Jean-Luc Duval et Amaël Dumoulin (B!B Dunkerque): «Le rôle des bibliothécaires s’en est trouvé aussi modifié dans leur relation avec le public: là où nous étions devenus des médiateurs, voire des “gentils organisateurs”, nous avons été contraints de revenir essentiellement à un rôle d’agent d’accueil et de renseignement. La relation de guichet (derrière des vitres en plexiglas!) est malheureusement revenue au goût du jour. Heureusement, les services numériques sur place restent en fonction, nous prêtons beaucoup les ordinateurs à ceux qui en ont le plus besoin, de nombreux étudiants viennent travailler seuls. Les actions culturelles, éducatives et sociales ont été interrompues, et c’est toute une dynamique qu’il nous faudra remettre en œuvre au fur et à mesure de l’assouplissement des règles sanitaires.»
Quelle est votre plus belle expérience des derniers mois?
Carol Vanhoutte (bibliothèque de Courtrai): «Nous avons pu coopérer avec la section Devine (Design et Développement numérique) de l’enseignement supérieur Howest. Lors de notre festival littéraire Memento, ils ont ouvert notre contenu de diverses manières numériques. Ce fut pour les deux parties une belle pollinisation croisée et une découverte réciproque.»

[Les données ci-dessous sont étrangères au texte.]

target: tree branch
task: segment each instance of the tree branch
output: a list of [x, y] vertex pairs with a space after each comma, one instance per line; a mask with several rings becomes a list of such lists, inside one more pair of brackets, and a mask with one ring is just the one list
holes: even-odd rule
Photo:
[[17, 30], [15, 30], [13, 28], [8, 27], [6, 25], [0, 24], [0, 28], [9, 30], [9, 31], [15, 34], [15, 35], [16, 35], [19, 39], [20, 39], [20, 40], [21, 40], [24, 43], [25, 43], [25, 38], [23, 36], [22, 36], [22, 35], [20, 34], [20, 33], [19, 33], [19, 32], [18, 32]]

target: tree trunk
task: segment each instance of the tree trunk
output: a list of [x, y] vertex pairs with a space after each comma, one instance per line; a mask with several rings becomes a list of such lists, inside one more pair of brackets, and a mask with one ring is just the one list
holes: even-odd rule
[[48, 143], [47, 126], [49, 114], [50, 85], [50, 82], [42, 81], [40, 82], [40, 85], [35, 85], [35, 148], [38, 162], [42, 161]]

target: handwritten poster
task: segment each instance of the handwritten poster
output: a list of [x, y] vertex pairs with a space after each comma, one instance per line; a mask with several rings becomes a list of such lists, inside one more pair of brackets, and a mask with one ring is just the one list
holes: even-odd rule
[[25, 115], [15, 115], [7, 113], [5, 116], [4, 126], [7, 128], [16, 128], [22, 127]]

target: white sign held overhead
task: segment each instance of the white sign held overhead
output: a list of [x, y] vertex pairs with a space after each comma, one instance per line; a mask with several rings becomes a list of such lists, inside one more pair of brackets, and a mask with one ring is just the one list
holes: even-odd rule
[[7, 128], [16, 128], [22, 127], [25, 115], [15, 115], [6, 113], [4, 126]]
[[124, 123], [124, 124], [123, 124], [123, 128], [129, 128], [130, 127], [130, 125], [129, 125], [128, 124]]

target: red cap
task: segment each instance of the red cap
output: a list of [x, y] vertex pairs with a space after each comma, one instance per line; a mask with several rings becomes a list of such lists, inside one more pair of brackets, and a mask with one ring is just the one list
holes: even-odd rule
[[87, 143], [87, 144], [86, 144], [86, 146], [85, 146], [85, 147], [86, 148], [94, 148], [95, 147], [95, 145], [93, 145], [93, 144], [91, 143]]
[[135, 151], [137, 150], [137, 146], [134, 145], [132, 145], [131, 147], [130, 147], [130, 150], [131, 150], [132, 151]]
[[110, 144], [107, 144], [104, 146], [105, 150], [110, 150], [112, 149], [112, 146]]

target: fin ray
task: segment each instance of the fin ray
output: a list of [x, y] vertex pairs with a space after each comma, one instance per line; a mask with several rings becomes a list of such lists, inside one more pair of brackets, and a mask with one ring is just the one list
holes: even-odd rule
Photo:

Jean-Luc Duval et Amaël Dumoulin: «Ce que cette situation révèle, c'est l'importance du travail en équipe»
Jean-Luc Duval et Amaël Dumoulin (B!B Dunkerque): «Difficile de trouver une “plus belle expérience”, mais ce qui me plaît le plus et ce que cette situation révèle, c’est l’importance du travail en équipe, la nécessité d’accompagner encore plus les équipes dans cette période difficile et les réflexions que nous sommes en train d’engager pour l’avenir de nos bibliothèques. En tant que manager d’équipe et membre de l’équipe de direction, c’est vraiment ce qui nous stimule le plus en ce moment.»
Alexander Declercq (bibliothèque d’Ypres): «La plus belle expérience a été la venue des 49 cloches du carillon à la bibliothèque et aux archives. Douze tonnes d’histoire et d’instruments de musique en un ensemble. Pour cause de restauration du beffroi, le carillon a dû être évacué de la tour. Nous avons cherché une manière de mettre en évidence ces cloches que tout un chacun entend quotidiennement sans jamais les voir. La solution était une installation conforme aux mesures de sécurité du Covid-19 dans la bibliothèque et les archives. Avec les archives, nous avons élaboré une sorte d’exposition par le biais de grandes affiches aux fenêtres, visible pour tous à partir de l’extérieur. Il y a eu aussi un “jardin de Pâques” et il va de soi que les enfants n’ont pas été oubliés par les cloches!»
En ce moment, une enquête est en cours en Flandre sur l’impact du Covid-19 sur le fonctionnement des bibliothèques locales. Le rapport est attendu à la fin du mois de juin.